I am trying to get my hands dirty by doing some experiments on Data Science using Python and the Pandas library.
Recently I got my hands on a jupyter notebook and stumbled upon a piece of code that I couldn't figure out how it works?
This is the line
md['genres'] = md['genres'].fillna('[]').apply(literal_eval).apply(lambda x: [i['name'] for i in x] if isinstance(x, list) else [])
The dataset comes with a genres column that contains key-value pairs, the code above removes the keys and replaces everything with only the value if more than one value exists a | is inserted as a seperator between the two for instance
Comedy | Action | Drama
I want to know how the code actually works! Why does it need the literal_eval from ast? What is the lambda function doing?! Is there a more concise and clean way to write this?

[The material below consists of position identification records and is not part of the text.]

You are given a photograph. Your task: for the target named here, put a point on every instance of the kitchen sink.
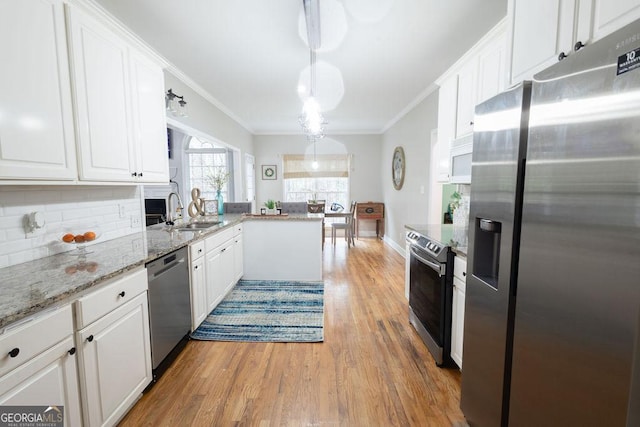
(197, 226)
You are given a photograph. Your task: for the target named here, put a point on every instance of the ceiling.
(377, 59)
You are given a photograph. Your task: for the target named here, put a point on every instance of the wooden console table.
(370, 210)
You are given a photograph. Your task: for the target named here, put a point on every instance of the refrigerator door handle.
(440, 268)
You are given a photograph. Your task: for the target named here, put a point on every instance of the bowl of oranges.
(81, 238)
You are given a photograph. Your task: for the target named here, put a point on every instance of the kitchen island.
(279, 247)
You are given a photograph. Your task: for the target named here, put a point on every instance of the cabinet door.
(610, 16)
(541, 30)
(150, 127)
(115, 362)
(198, 293)
(492, 69)
(100, 74)
(466, 98)
(447, 106)
(457, 322)
(238, 258)
(215, 278)
(36, 118)
(49, 379)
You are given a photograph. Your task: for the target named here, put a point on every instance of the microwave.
(461, 151)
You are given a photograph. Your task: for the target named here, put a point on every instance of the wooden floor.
(371, 370)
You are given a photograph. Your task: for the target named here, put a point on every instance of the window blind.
(329, 166)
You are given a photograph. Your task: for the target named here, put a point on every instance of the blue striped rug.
(267, 311)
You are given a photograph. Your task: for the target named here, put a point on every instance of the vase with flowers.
(217, 179)
(271, 206)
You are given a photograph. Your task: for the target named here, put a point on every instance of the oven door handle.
(440, 268)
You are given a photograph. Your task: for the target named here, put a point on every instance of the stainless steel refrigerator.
(552, 320)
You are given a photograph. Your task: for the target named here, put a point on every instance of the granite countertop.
(30, 287)
(449, 234)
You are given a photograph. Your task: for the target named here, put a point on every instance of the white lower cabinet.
(34, 372)
(197, 276)
(217, 263)
(238, 253)
(220, 269)
(457, 321)
(115, 349)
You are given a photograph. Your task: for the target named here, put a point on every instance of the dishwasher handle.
(166, 263)
(166, 268)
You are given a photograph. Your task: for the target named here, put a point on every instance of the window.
(329, 181)
(206, 160)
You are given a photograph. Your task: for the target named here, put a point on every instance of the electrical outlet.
(135, 221)
(137, 245)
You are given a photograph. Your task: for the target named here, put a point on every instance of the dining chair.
(347, 226)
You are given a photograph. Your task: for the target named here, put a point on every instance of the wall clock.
(397, 168)
(269, 172)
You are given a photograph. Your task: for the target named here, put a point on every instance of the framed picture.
(269, 172)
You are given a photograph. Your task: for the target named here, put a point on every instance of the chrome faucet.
(171, 210)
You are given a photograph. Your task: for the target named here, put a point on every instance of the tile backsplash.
(110, 211)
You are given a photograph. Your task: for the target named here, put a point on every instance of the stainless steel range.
(431, 293)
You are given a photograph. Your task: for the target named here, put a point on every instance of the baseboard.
(394, 246)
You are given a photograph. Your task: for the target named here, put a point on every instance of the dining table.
(348, 218)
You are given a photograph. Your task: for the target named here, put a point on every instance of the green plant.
(454, 201)
(217, 178)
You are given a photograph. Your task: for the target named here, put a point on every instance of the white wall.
(365, 166)
(365, 173)
(410, 204)
(208, 120)
(66, 209)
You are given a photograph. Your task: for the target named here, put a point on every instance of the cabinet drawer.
(196, 249)
(460, 268)
(32, 336)
(109, 297)
(219, 238)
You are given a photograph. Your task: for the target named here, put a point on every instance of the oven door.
(430, 303)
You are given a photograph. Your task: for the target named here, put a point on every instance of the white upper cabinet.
(467, 95)
(447, 106)
(546, 31)
(541, 31)
(492, 68)
(36, 118)
(100, 71)
(477, 76)
(149, 120)
(120, 106)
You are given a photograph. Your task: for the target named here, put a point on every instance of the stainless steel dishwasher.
(169, 308)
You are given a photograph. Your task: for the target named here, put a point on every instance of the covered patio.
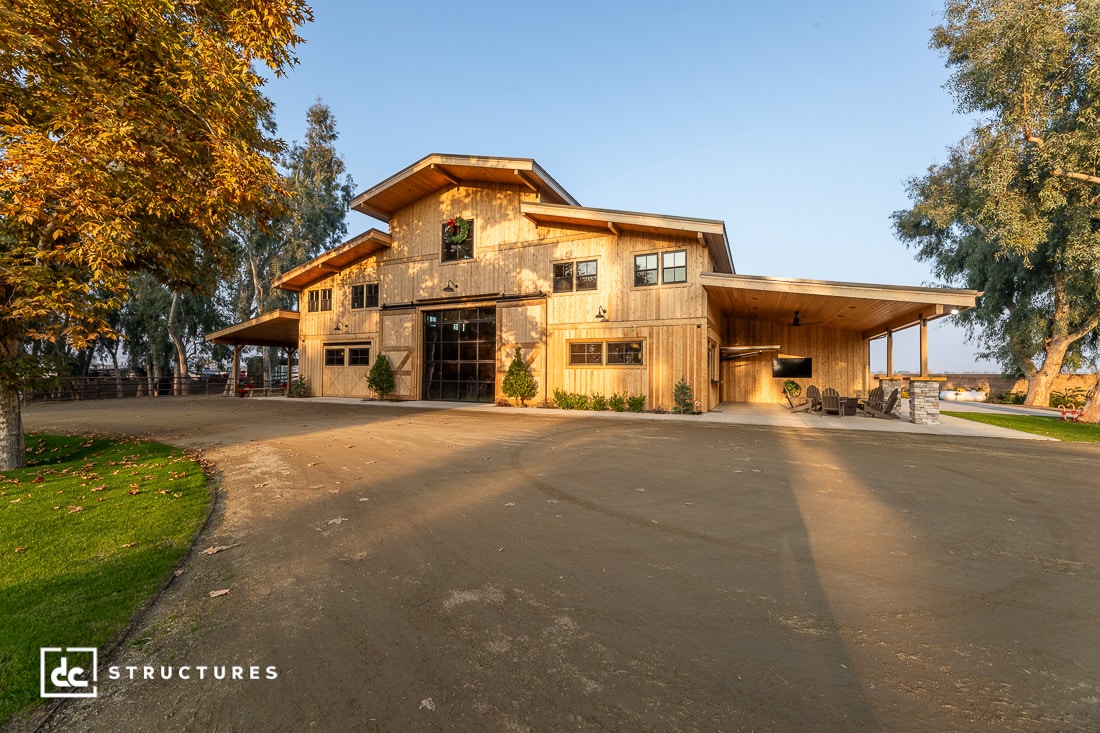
(829, 323)
(277, 328)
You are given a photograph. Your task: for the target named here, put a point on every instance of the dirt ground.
(444, 570)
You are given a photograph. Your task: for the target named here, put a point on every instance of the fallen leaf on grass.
(216, 549)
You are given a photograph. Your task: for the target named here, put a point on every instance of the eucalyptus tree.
(130, 135)
(1015, 208)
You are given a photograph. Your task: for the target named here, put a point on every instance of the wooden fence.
(109, 387)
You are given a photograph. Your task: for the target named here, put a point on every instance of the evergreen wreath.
(455, 230)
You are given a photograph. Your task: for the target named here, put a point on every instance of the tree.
(1014, 210)
(518, 382)
(381, 378)
(317, 196)
(130, 137)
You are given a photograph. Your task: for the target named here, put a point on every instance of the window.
(569, 276)
(586, 353)
(612, 353)
(674, 266)
(458, 236)
(333, 358)
(586, 275)
(359, 357)
(320, 299)
(364, 296)
(563, 277)
(624, 352)
(645, 270)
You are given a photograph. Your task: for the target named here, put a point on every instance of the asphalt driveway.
(432, 570)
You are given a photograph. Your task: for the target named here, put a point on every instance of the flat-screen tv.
(792, 369)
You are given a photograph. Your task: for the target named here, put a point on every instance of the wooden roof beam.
(444, 173)
(526, 181)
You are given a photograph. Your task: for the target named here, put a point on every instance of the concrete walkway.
(768, 414)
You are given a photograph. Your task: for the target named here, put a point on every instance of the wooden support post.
(889, 352)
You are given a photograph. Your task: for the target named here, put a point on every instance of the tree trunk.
(1091, 412)
(12, 448)
(180, 381)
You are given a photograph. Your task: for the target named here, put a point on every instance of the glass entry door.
(460, 354)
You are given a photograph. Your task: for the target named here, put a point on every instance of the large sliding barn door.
(459, 361)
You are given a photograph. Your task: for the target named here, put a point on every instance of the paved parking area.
(494, 570)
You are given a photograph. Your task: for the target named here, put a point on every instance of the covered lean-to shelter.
(484, 254)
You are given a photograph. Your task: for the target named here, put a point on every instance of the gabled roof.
(437, 171)
(711, 232)
(334, 260)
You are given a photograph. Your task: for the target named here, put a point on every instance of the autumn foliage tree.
(130, 138)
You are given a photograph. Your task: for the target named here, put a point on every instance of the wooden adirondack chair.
(886, 409)
(831, 402)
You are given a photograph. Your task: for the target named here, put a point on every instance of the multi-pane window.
(624, 352)
(645, 270)
(458, 236)
(674, 266)
(569, 276)
(333, 358)
(586, 353)
(364, 296)
(589, 353)
(359, 357)
(319, 299)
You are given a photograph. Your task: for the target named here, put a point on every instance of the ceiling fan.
(798, 321)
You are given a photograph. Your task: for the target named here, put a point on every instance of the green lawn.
(1051, 427)
(88, 533)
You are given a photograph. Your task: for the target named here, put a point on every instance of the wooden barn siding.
(839, 360)
(512, 255)
(670, 351)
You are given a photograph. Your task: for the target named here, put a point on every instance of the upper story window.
(319, 299)
(673, 267)
(458, 236)
(364, 296)
(581, 275)
(645, 270)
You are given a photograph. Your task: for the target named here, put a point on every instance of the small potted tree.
(381, 378)
(518, 382)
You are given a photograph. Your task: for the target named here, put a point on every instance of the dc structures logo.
(69, 671)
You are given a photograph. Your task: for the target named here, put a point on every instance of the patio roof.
(277, 328)
(868, 308)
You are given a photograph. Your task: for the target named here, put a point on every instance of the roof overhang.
(711, 232)
(277, 328)
(870, 309)
(333, 261)
(437, 171)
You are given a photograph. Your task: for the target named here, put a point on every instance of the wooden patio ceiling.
(277, 328)
(867, 308)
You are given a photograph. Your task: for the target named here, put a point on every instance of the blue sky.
(796, 123)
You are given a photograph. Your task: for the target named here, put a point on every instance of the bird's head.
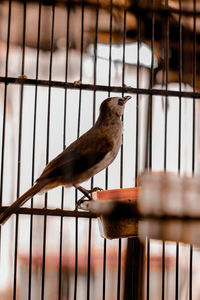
(114, 105)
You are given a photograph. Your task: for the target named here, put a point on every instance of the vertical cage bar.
(5, 103)
(194, 87)
(190, 272)
(119, 269)
(104, 269)
(137, 102)
(19, 153)
(78, 133)
(166, 86)
(149, 129)
(148, 267)
(93, 121)
(33, 151)
(106, 171)
(180, 83)
(163, 270)
(47, 151)
(177, 272)
(64, 141)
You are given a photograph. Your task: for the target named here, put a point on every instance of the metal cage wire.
(134, 288)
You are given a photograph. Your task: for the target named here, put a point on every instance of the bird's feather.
(80, 156)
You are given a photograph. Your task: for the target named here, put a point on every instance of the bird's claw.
(84, 198)
(81, 201)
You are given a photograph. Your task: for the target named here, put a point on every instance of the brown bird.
(89, 154)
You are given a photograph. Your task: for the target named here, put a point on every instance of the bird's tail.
(5, 215)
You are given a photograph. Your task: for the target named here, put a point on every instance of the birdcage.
(58, 61)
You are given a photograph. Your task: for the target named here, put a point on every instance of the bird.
(92, 152)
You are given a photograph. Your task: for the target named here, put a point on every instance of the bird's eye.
(120, 102)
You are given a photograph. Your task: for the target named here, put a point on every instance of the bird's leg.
(84, 191)
(86, 194)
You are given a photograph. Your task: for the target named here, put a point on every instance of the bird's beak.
(126, 98)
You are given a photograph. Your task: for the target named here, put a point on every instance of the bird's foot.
(87, 195)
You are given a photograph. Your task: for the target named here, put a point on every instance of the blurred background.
(52, 55)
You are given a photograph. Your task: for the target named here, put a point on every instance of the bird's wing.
(80, 156)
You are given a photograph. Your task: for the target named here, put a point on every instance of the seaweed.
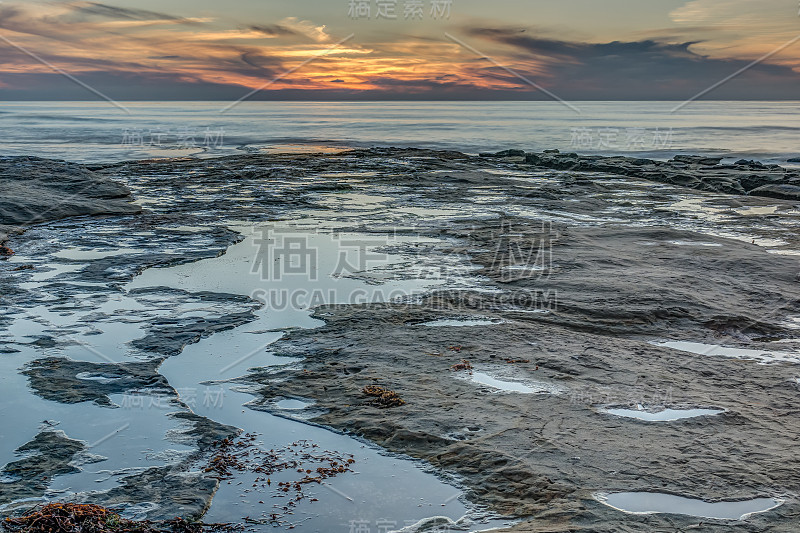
(89, 518)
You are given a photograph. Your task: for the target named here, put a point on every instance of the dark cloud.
(637, 70)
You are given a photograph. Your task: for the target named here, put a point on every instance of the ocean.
(92, 132)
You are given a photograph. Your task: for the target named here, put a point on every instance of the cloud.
(648, 69)
(305, 27)
(113, 12)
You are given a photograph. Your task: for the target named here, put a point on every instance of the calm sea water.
(99, 131)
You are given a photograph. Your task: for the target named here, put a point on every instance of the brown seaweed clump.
(382, 398)
(88, 518)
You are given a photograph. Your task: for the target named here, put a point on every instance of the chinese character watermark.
(414, 10)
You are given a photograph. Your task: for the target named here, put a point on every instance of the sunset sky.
(575, 49)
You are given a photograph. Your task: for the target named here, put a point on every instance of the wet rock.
(784, 192)
(169, 336)
(696, 172)
(59, 379)
(697, 160)
(51, 454)
(38, 190)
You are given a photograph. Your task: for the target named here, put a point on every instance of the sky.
(400, 50)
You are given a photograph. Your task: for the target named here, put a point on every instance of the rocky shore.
(696, 172)
(36, 190)
(584, 277)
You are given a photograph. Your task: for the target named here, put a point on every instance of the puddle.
(413, 493)
(757, 210)
(82, 254)
(293, 404)
(460, 322)
(665, 415)
(656, 502)
(527, 387)
(762, 356)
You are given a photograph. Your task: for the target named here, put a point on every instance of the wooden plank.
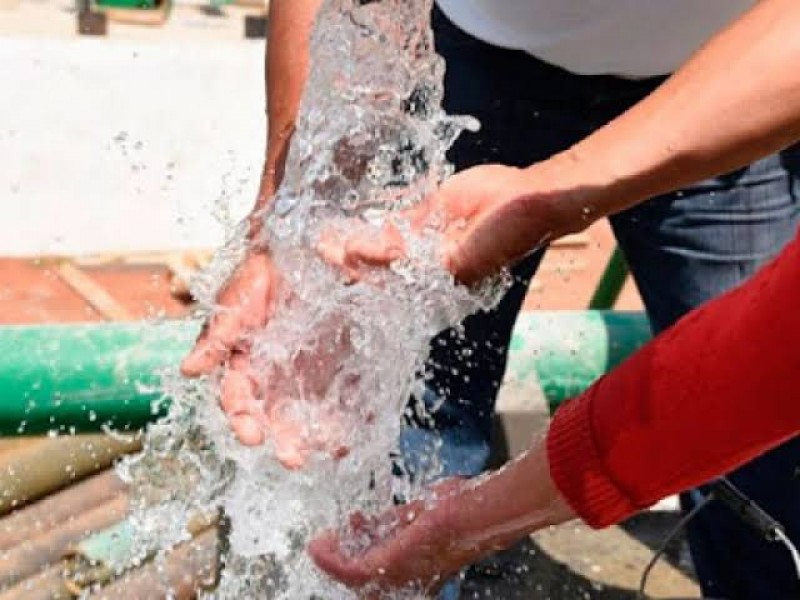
(91, 291)
(573, 240)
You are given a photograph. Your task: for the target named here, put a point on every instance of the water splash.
(371, 139)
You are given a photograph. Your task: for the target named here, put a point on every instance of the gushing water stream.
(371, 139)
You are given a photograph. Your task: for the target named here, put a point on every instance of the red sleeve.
(716, 390)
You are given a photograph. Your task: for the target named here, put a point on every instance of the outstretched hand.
(258, 408)
(414, 545)
(488, 217)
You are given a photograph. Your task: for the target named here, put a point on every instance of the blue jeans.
(683, 249)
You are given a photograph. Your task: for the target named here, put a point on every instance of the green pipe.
(611, 282)
(564, 352)
(85, 378)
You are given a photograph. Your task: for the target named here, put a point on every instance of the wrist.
(580, 191)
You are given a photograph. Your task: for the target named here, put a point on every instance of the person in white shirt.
(542, 75)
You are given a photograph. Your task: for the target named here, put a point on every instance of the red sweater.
(716, 390)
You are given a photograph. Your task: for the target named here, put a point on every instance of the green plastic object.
(92, 377)
(611, 282)
(565, 352)
(87, 377)
(141, 4)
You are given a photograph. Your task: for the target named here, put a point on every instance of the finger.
(238, 387)
(331, 248)
(375, 250)
(213, 346)
(248, 430)
(326, 553)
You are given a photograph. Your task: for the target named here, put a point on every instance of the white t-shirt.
(629, 38)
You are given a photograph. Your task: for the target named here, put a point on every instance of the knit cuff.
(578, 470)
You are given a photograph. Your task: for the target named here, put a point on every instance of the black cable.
(750, 512)
(705, 501)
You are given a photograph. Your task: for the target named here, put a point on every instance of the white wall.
(110, 146)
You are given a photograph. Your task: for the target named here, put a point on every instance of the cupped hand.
(488, 217)
(411, 546)
(244, 305)
(257, 402)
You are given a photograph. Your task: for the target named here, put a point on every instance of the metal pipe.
(45, 585)
(35, 470)
(190, 568)
(24, 560)
(50, 512)
(88, 377)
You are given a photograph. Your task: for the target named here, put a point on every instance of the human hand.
(244, 305)
(258, 401)
(415, 545)
(488, 217)
(422, 544)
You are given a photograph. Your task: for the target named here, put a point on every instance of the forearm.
(710, 394)
(736, 100)
(287, 65)
(497, 510)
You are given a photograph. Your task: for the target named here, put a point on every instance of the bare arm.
(736, 100)
(287, 63)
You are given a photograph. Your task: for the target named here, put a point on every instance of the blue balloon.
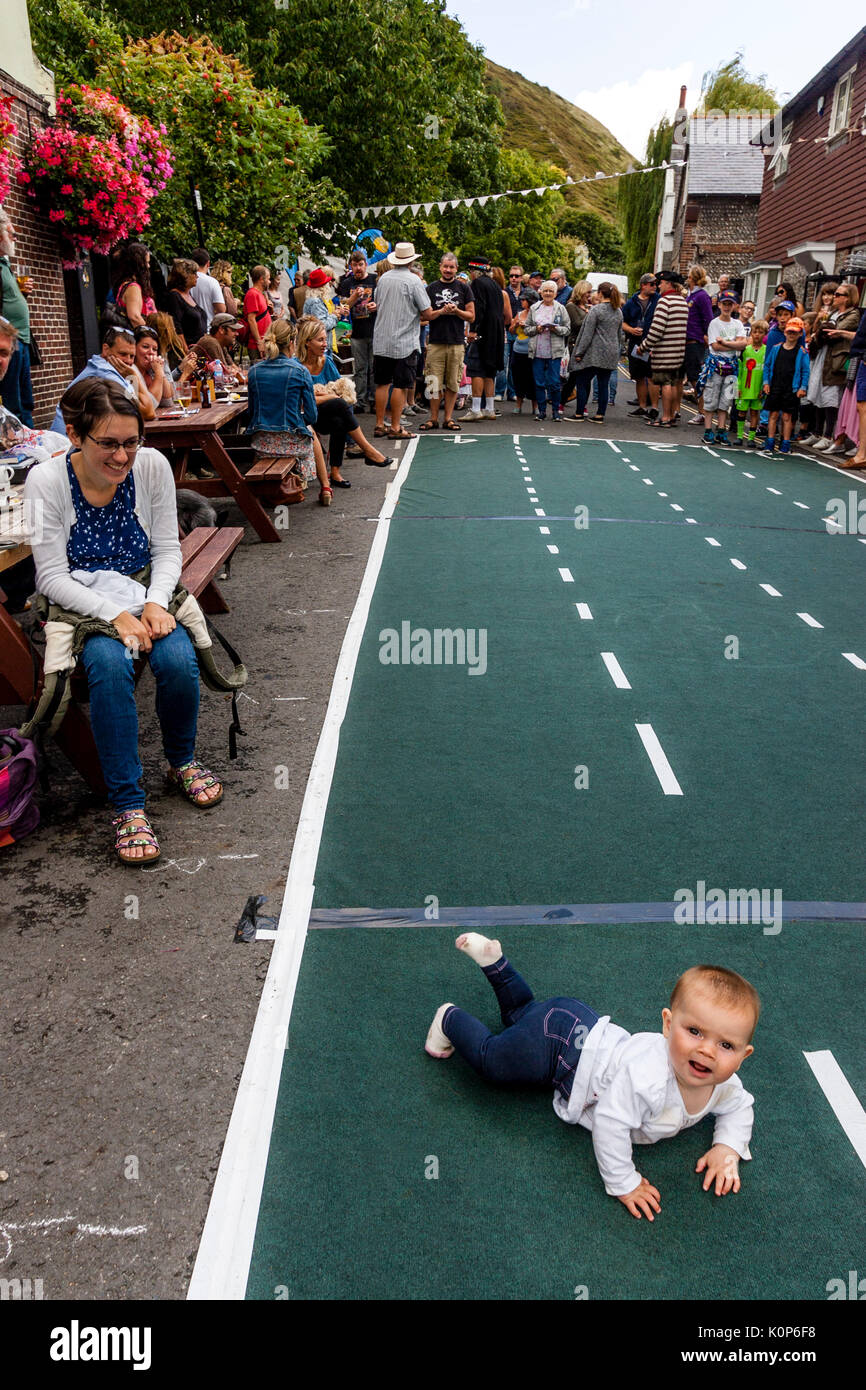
(373, 245)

Let's take this one step at a time:
md['genres'].fillna('[]')
This line fills all instances of NA or NaN in the series with '[]'.
.apply(literal_eval)
This applies literal_eval() from the ast package. We can imply from the fact that NA values have been replaced with '[]' that the original series contains string representations of lists, so literal_eval is used to convert these strings to lists.
.apply(lambda x: [i['name'] for i in x] if isinstance(x, list) else [])
This lambda function applies the following logic: If the value is a list, map to a list containing the ['name'] values for each element within the list, otherwise map to the empty list.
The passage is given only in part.